En esta capital y en Guadalajara, las movilizaciones en demanda de
justicia para Giovanni López, quien murió cuando estaba en manos de la
policía de Ixtlahuacán de los Membrillos, incorporaron motivos alusivos a
Floyd; otro tanto hicieron los manifestantes brasileños, que salieron a
las calles a repudiar los incontables disparates del presidente Jair
Bolsonaro.
En todos los casos, las marchas han agregado inconformidades locales
al clamor internacional de un alto al racismo y a la violencia policial.
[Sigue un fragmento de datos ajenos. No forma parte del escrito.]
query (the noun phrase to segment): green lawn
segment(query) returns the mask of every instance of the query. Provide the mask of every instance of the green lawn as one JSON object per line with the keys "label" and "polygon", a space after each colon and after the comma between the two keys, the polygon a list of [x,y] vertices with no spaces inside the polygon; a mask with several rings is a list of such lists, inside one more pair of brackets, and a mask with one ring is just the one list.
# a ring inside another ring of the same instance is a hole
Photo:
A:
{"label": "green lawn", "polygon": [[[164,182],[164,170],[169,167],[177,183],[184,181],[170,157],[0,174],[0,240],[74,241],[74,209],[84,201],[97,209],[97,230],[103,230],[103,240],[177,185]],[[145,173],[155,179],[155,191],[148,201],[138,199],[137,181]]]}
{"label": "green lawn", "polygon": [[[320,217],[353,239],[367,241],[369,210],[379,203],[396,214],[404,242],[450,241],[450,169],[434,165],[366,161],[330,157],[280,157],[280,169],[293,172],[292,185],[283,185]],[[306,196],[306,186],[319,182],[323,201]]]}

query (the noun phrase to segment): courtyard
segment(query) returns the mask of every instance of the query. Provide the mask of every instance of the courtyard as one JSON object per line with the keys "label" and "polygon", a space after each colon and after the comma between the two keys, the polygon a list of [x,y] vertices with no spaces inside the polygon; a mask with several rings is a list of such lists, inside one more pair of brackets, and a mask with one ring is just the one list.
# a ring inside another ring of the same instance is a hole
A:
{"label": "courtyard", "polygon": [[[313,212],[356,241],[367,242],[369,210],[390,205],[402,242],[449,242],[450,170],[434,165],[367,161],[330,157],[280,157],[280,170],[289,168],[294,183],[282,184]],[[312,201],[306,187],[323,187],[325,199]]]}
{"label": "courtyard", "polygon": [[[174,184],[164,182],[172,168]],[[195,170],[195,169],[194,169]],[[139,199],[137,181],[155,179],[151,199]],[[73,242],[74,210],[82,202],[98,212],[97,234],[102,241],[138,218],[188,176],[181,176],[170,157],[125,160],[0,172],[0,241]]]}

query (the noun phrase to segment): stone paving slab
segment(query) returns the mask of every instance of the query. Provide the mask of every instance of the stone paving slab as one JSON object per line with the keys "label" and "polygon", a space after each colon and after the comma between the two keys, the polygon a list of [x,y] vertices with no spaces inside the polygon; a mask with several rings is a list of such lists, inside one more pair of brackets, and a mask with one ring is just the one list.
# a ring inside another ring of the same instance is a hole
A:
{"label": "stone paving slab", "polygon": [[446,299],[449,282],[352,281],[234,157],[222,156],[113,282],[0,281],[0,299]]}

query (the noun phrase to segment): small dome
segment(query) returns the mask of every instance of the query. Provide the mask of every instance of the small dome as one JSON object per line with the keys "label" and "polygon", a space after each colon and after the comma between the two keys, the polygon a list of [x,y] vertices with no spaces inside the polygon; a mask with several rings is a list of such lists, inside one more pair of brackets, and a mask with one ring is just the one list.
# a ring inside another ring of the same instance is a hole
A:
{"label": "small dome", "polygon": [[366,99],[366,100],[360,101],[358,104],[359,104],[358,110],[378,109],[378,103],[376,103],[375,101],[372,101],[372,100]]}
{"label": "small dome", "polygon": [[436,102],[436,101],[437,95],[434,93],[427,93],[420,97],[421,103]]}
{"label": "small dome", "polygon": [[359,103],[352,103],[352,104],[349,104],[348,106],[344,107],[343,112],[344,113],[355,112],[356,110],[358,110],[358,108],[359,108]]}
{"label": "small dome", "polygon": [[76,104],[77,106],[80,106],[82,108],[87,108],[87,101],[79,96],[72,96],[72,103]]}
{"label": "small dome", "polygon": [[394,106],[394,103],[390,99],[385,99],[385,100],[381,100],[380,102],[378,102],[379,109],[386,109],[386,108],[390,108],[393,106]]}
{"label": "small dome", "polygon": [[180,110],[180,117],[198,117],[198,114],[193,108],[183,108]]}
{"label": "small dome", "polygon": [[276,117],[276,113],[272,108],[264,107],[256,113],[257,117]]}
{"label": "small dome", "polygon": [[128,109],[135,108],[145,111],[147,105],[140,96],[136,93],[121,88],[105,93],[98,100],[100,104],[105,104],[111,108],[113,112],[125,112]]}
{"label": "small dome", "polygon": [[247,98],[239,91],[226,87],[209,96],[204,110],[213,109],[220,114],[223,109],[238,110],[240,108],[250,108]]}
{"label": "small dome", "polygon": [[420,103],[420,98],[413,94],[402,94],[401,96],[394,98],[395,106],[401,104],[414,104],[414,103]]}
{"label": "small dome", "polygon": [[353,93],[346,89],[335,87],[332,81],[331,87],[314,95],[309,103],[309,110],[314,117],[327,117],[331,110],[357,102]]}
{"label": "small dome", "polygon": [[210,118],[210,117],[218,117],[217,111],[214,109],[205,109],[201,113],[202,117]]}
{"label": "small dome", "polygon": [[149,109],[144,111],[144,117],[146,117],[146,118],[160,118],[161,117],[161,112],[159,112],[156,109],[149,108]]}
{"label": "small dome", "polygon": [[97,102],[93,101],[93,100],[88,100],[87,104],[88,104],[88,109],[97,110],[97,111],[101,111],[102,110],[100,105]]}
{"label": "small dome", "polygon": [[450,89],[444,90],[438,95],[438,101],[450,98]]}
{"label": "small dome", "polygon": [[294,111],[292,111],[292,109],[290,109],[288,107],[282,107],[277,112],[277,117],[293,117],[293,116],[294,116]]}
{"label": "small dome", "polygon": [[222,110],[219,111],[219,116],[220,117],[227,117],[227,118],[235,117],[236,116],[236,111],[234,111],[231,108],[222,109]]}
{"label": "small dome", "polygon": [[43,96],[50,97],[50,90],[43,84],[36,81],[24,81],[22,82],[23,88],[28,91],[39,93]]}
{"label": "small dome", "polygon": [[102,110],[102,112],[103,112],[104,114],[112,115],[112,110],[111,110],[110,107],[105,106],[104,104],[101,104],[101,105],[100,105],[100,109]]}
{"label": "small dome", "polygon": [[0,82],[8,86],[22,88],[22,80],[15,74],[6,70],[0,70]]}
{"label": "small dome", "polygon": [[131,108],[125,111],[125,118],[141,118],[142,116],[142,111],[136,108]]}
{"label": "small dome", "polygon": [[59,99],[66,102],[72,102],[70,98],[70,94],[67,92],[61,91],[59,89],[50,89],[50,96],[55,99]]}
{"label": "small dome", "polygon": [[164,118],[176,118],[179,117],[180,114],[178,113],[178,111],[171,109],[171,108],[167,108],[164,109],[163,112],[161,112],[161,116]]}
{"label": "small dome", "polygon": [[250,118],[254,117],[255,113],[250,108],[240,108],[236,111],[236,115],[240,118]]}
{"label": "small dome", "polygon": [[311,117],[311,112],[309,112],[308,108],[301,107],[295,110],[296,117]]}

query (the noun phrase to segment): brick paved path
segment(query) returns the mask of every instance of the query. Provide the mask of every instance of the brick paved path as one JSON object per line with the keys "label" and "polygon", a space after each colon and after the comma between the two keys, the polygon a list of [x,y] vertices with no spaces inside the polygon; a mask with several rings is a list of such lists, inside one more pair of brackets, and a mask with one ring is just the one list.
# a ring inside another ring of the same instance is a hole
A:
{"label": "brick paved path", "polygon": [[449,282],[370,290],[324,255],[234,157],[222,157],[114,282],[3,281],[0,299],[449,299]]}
Así, en medio de la recesión económica y las medidas sanitarias de
atenuación de la pandemia que aún se encuentran en vigor en buena parte
del mundo, las movilizaciones sociales han encontrado un nuevo eje
articulador en la lucha contra la discriminación, una miseria
profundamente enquistada en las instituciones y en la mentalidad social
de todas las naciones.
Porque así como las disposiciones formales en contra del racismo y la
discriminación han sido incorporadas a las legislaciones de la mayor
parte de las naciones, no hay un solo país en el planeta que pueda
vanagloriarse de estar libre de esas prácticas que tienen múltiples
víctimas: se discrimina a las mujeres, a los negros, a los indígenas, a
los islámicos,a los judíos, a los cristianos, a los extranje-ros, a los
naturales, a los enfermos, a los pobres, a los migrantes, a las minorías
sexuales, a las personas con discapacidad, a los menores y a los
ancianos. Ancestral y atávica, la discriminación es un ejercicio de
violencia que en el mundo moderno conlleva un conjunto de delitos, en la
medida en que afecta diversos derechos de quienes la padecen, y que
pueden ir desde ataques a la dignidad hasta la privación de la vida,
como ocurrió con Floyd, y el racismo en sus múltiples expresiones ha
matado a más personas que las epidemias.
No debe pasarse por alto que en la actual realidad globalizada, en la
que muchas de las grandes urbes son una congregación de comunidades de
orígenes étnicos diferentes, centenares de millones de individuos se
encuentran expuestos a los riesgos que implica esta violencia. Es
lógico, en consecuencia, que la demanda de un alto a las prácticas y
actitudes racistas y discriminatorias sea también global; es de
extrañar, en todo caso, que no se haya manifestado antes con la fuerza
que ha tomado en días recientes.
Cabe esperar que las movilizaciones en curso obliguen a las
autoridades nacionales y a los organismos internacionales a poner en
práctica mecanismos más eficaces y contundentes para combatir y
erradicar el racismo y la discriminación, desde su inclusión en los
programas educativos hasta el endurecimiento de castigos legales para
los infractores, ya sea que se trate de individuos, empresas o
instituciones.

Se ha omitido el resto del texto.